A quiet Saturday


Any interesting news on the Reason Rally? Twitter isn’t all that informative, possibly because for once people are too engaged to waste much time tweeting. I did like this one –

“300 years after the enlightenment we have to have a rally for the fucking obvious” – Tim Minchin #reasonrally

It’s a thought I have often often often, or it might be more accurate to say I never stop having it. Why are we still having to say this when it’s so fucking obvious?

Dawkins made a similar point in the Washington Post a few days ago.

How have we come to the point where reason needs a rally to defend it? To base your life on reason means to base it on evidence and logic. Evidence is the only way we know to discover what’s true about the real world. Logic is how we deduce the consequences that follow from evidence. Who could be against either? Alas, plenty of people, which is why we need the Reason Rally.

Quite. I wonder how the True Reason people and their “water for the thirsty” are getting along.

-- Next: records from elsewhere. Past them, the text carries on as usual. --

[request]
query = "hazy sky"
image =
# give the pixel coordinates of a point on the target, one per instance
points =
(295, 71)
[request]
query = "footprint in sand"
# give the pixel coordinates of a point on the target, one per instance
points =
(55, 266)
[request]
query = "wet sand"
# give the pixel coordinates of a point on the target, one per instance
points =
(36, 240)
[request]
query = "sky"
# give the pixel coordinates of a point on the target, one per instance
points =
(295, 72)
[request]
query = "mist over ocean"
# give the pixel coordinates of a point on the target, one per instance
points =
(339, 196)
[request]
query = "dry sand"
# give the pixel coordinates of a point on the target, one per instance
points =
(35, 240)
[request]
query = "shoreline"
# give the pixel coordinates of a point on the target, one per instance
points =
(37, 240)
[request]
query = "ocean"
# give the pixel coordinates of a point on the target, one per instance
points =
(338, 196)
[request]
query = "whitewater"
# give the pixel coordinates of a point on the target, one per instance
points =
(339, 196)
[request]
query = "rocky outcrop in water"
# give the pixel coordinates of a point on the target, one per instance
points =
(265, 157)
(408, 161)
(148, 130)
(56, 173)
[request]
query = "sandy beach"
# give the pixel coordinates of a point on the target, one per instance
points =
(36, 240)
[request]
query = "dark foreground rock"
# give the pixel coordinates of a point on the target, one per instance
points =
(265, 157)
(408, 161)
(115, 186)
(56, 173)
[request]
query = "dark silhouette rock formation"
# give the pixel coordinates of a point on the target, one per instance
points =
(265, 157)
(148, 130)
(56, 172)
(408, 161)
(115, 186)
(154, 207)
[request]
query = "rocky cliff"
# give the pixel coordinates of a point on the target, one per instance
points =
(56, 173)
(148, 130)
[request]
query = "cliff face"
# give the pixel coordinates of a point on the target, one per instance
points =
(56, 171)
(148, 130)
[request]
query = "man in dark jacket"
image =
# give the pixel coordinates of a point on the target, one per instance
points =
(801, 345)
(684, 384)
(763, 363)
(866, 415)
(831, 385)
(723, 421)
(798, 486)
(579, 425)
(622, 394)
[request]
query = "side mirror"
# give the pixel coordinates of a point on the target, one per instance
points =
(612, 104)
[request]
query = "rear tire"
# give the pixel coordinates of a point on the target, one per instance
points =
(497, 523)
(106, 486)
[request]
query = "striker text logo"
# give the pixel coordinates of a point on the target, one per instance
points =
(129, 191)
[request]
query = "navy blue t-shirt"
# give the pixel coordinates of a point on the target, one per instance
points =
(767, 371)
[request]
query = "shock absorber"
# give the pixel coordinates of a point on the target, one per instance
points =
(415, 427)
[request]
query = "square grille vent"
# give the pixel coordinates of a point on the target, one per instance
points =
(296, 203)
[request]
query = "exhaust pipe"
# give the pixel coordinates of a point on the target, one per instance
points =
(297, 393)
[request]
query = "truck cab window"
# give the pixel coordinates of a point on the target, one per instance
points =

Lots of Freethought bloggers are there, of course, making complicated plans to find each other in the crowd – PZ, Ed, Greta, JT, Jen, Hank, Dan, Brianne, Mano, that I know of. Have fun, all.

 

Comments

  1. Felix says

    “How have we come to the point where reason needs a rally to defend it?”

    Radical Enlightenment = Unfinished Business

  2. iknklast says

    Just got back from the Rally; it was a lot of fun, lots of soggy atheists and plenty of laughter in the rain. The Christians were barely noticed in their little fringe protest, except for those who went over and took pictures of them and their signs. There were a couple who offered me tracts/lies about Darwin, but none that offered water. Since most of us seemed to be well aware of how to acquire our own food and drinks, it probably wouldn’t have had that much impact, anyway. Guess they thought we would all be unprepared, because, well, atheists are such hedonists they don’t think about taking their creature comforts to a full day rally?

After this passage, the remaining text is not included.